La teoría del arma biológica y la III Guerra Mundial quedó chamuscada junto a difuntos, al ver a Estados Unidos con más casos que la misma China, tal vez tenían más casos porque tenían más pruebas. Nunca lo supimos y ya nunca lo sabremos y la vacuna no llegaba, como en un concurso de belleza cada gobierno participaba: Israel a diecinueve semanas de encontrarla, Japón a dos meses de probar un medicamento para neutralizar el virus, Estados Unidos a menos de un año de probar una vacuna candidata en humanos, Europa con dos vacunas listas para probar en pacientes sanos, “¿quién se le mide?”. El tiempo no nos servía, los catorce días del arrebatamiento, de la visita extraterrestre, iban más rápido que las vacunas y los medicamentos. Era un buen virus, un buen virus muy capitalista.

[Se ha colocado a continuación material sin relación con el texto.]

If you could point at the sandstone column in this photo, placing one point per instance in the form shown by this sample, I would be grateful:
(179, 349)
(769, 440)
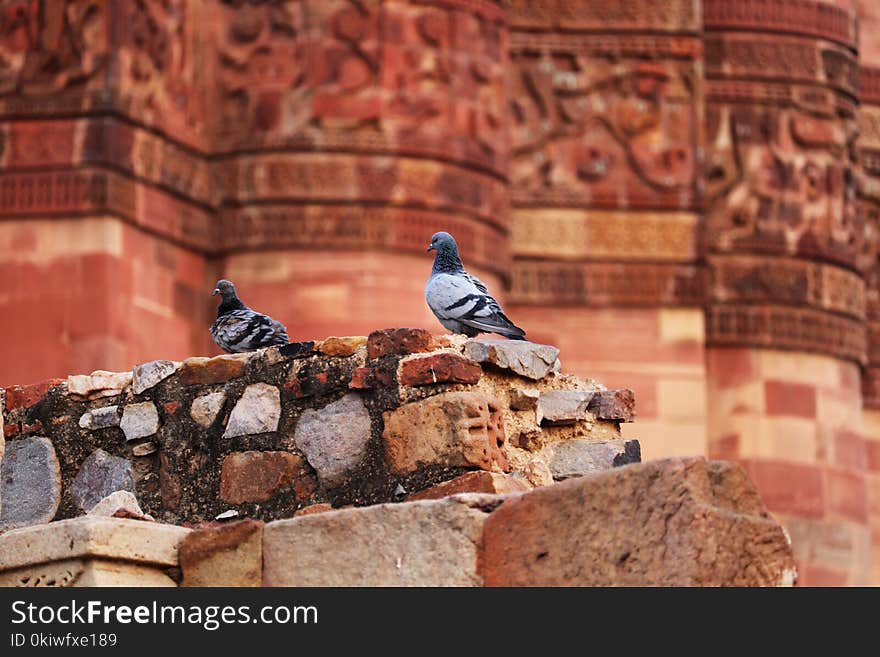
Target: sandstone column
(785, 323)
(346, 134)
(869, 213)
(606, 116)
(103, 194)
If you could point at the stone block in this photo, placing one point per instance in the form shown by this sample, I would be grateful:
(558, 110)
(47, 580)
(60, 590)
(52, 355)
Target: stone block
(574, 458)
(427, 543)
(452, 429)
(30, 483)
(334, 438)
(671, 522)
(533, 361)
(258, 411)
(100, 475)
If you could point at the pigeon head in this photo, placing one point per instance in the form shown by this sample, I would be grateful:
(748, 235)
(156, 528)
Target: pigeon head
(442, 242)
(225, 289)
(446, 259)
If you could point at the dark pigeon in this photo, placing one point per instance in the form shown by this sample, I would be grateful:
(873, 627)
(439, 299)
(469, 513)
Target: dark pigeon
(460, 301)
(238, 328)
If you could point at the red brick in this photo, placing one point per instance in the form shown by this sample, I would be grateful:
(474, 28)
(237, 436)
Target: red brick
(847, 495)
(729, 367)
(398, 342)
(214, 370)
(849, 450)
(27, 396)
(361, 379)
(726, 447)
(472, 482)
(257, 476)
(439, 368)
(36, 427)
(784, 398)
(872, 455)
(789, 487)
(814, 575)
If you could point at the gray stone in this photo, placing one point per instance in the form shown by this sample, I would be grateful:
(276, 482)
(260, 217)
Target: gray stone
(425, 543)
(533, 361)
(100, 418)
(99, 383)
(574, 458)
(121, 504)
(144, 449)
(30, 479)
(258, 411)
(139, 420)
(334, 438)
(100, 475)
(149, 374)
(204, 409)
(563, 406)
(523, 399)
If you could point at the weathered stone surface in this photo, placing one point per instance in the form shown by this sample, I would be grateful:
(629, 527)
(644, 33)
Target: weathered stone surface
(139, 420)
(399, 342)
(345, 346)
(257, 476)
(92, 536)
(98, 384)
(473, 482)
(297, 349)
(563, 406)
(533, 361)
(227, 555)
(204, 409)
(258, 411)
(200, 370)
(147, 375)
(144, 449)
(334, 438)
(27, 396)
(438, 368)
(363, 378)
(670, 522)
(85, 573)
(573, 458)
(451, 429)
(428, 543)
(618, 405)
(321, 507)
(100, 418)
(30, 483)
(99, 476)
(2, 442)
(523, 399)
(120, 504)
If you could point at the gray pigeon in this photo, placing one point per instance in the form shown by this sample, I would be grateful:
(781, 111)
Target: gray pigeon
(238, 328)
(460, 301)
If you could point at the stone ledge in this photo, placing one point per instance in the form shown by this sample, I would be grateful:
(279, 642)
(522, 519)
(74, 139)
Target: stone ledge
(92, 537)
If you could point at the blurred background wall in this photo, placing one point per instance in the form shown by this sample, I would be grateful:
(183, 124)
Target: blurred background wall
(683, 195)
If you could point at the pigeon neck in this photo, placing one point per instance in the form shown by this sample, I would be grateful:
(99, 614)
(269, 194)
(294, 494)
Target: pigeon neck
(229, 305)
(447, 262)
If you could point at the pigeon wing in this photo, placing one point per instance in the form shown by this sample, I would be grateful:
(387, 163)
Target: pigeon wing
(246, 330)
(466, 299)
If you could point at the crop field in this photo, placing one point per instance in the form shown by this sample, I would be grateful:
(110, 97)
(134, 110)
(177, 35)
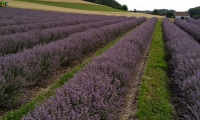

Un día, el apocalipsis se acabó, aunque a Dios se le olvidó bajar a la tierra en su nube, tal vez estábamos muy enfermos y lo podíamos contagiar. No hubo juicio final, nadie nos juzgo, ni nosotros mismos lo hicimos. Al cabo de un tiempo, la debilidad de los sistemas desapareció y con ella el olor a carne asada. Olvidamos, casi por completo, olvidamos. Como siempre olvidamos los vivos y nos olvidamos también de los muertos. Quizás los que teníamos que aprender no éramos nosotros, sino el virus, el buen virus.
La sopa de murciélago se sigue preparando en Wuhan. A los chinos les contamos de la olla pitadora, les mostramos sus ventajas, ahora pitan al murciélago antes de fritarlo. Bueno, al final algunos aprendieron algo.